Max Ulhe also participated in numerous paleontological excavations. In 1926, Max Uhle and paleontologist, Franz Spillmann, excavated, about 12 km east of Quito, Ecuador, an almost complete mastodon skeleton, together with associated obsidian and bone tools and about 150 potsherds.

Uhle also made a notable contribution to North American archaeology in excavations of the Emeryville shell-mound in San Francisco Bay, California.
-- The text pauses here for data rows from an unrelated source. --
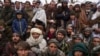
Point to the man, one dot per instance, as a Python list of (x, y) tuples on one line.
[(7, 13)]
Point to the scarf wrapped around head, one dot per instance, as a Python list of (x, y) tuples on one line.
[(31, 40)]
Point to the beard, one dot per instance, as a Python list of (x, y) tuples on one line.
[(52, 53)]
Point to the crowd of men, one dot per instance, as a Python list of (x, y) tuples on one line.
[(54, 29)]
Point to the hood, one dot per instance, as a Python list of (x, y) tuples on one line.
[(31, 40)]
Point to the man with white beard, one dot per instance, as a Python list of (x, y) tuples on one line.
[(96, 15)]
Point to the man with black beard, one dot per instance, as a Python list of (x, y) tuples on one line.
[(52, 49), (10, 47)]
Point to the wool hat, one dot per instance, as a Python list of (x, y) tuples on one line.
[(36, 30)]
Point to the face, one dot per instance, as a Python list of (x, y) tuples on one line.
[(19, 16), (96, 41), (27, 5), (72, 17), (7, 3), (22, 52), (88, 6), (60, 36), (69, 30), (35, 35), (53, 47), (78, 53), (87, 33), (39, 26), (77, 9), (15, 38), (17, 4), (98, 8), (77, 40), (52, 30), (0, 36)]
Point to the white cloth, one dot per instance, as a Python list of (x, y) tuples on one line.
[(40, 15), (39, 41)]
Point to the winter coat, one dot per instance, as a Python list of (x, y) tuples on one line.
[(37, 45), (47, 53), (19, 26), (30, 13), (79, 47), (9, 49)]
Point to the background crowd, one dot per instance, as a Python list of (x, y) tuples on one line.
[(55, 29)]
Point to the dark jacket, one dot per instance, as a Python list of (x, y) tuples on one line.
[(19, 26)]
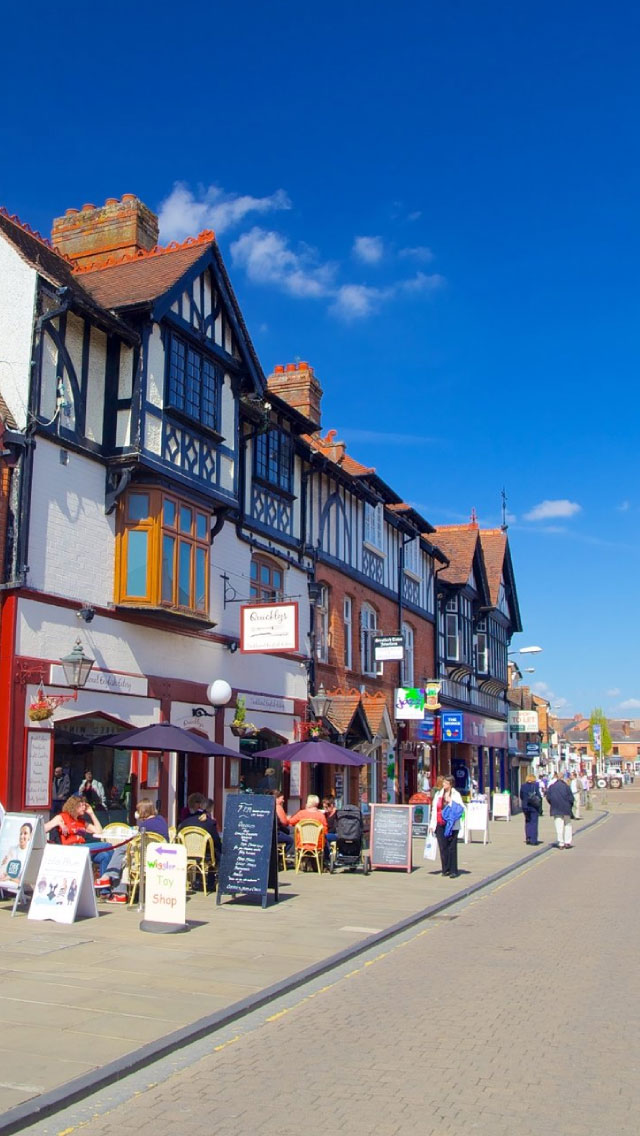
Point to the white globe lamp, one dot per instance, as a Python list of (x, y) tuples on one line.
[(218, 692)]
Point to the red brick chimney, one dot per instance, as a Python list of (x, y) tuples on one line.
[(96, 234), (297, 385)]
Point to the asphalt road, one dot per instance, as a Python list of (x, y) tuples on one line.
[(516, 1012)]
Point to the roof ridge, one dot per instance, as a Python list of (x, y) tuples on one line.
[(159, 250), (33, 232)]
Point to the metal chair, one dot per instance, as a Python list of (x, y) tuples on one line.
[(308, 837), (200, 852)]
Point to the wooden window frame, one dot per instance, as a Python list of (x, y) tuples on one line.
[(156, 527), (259, 591)]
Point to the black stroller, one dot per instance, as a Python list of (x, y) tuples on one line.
[(347, 850)]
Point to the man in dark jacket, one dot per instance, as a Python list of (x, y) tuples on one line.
[(200, 818), (560, 804)]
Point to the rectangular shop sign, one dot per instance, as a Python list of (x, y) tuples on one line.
[(451, 726), (523, 721), (268, 627), (389, 648)]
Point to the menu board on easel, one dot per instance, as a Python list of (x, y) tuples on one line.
[(390, 836), (38, 766), (249, 850)]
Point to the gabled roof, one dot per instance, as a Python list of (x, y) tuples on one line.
[(56, 269), (499, 567), (142, 277), (459, 543)]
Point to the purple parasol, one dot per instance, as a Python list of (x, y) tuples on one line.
[(320, 751)]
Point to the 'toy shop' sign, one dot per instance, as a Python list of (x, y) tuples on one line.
[(165, 895)]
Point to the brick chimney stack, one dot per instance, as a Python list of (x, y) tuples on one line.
[(96, 234), (297, 385)]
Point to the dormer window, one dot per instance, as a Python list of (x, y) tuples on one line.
[(412, 557), (274, 459), (374, 526), (192, 384)]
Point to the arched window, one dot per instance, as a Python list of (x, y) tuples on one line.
[(322, 624), (408, 660), (368, 625), (266, 581)]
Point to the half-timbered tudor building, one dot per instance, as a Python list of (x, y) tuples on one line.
[(158, 491), (374, 576), (478, 614)]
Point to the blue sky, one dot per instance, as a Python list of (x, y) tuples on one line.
[(434, 205)]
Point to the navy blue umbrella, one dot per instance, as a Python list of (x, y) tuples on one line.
[(161, 735), (316, 750)]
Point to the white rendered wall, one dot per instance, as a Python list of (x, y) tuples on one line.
[(72, 542), (17, 302)]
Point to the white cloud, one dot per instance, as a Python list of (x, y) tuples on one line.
[(184, 214), (368, 249), (548, 509), (266, 258), (418, 252)]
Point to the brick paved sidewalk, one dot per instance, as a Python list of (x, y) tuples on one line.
[(518, 1017), (101, 988)]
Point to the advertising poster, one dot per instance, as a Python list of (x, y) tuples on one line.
[(64, 887), (16, 841), (165, 891)]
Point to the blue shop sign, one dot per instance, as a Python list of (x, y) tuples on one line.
[(426, 728), (451, 726)]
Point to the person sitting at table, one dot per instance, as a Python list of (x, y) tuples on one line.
[(284, 834), (198, 817), (148, 821), (331, 813), (77, 824), (313, 811)]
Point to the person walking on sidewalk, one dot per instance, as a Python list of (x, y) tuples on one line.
[(560, 804), (445, 827), (532, 807)]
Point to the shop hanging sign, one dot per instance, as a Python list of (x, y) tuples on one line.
[(451, 726), (409, 703), (432, 694), (389, 648), (268, 627), (523, 721)]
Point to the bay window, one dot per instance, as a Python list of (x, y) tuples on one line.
[(163, 552)]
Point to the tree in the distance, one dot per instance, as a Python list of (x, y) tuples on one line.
[(597, 718)]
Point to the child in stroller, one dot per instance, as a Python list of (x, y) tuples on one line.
[(347, 851)]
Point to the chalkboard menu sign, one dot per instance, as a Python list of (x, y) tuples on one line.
[(390, 838), (249, 851)]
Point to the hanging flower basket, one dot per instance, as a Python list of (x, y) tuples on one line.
[(41, 708)]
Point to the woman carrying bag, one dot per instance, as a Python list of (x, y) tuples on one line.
[(532, 807), (447, 809)]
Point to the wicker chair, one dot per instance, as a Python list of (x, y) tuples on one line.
[(200, 853), (308, 836)]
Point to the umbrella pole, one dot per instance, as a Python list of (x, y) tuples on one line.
[(142, 870)]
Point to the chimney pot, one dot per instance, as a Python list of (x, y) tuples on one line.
[(113, 231), (299, 387)]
The German-Peruvian Max Uhle School in Arequipa, Peru was named after him.

==Bibliography==
- Pachacámac (1903).
- La esfera de influencia del país de los incas (1908).
- Las relaciones prehistóricas entre el Perú y la Argentina (1912).
- Los orígenes de los incas (1912).
- Die Ruinen von Moche (1913).
- Las fortalezas incaicas de Incallacta y Machupicchu (1917)
- Los principios de las antiguas civilizaciones peruanas (1920).
- Los principios de las civilizaciones en la sierra peruana (1920).
- Fundamentos etnicos y arqueologia de Arica y Tacna (1922)
- Las antiguas civilizaciones del Perú frente a la arqueología e historia del continente americano (1935).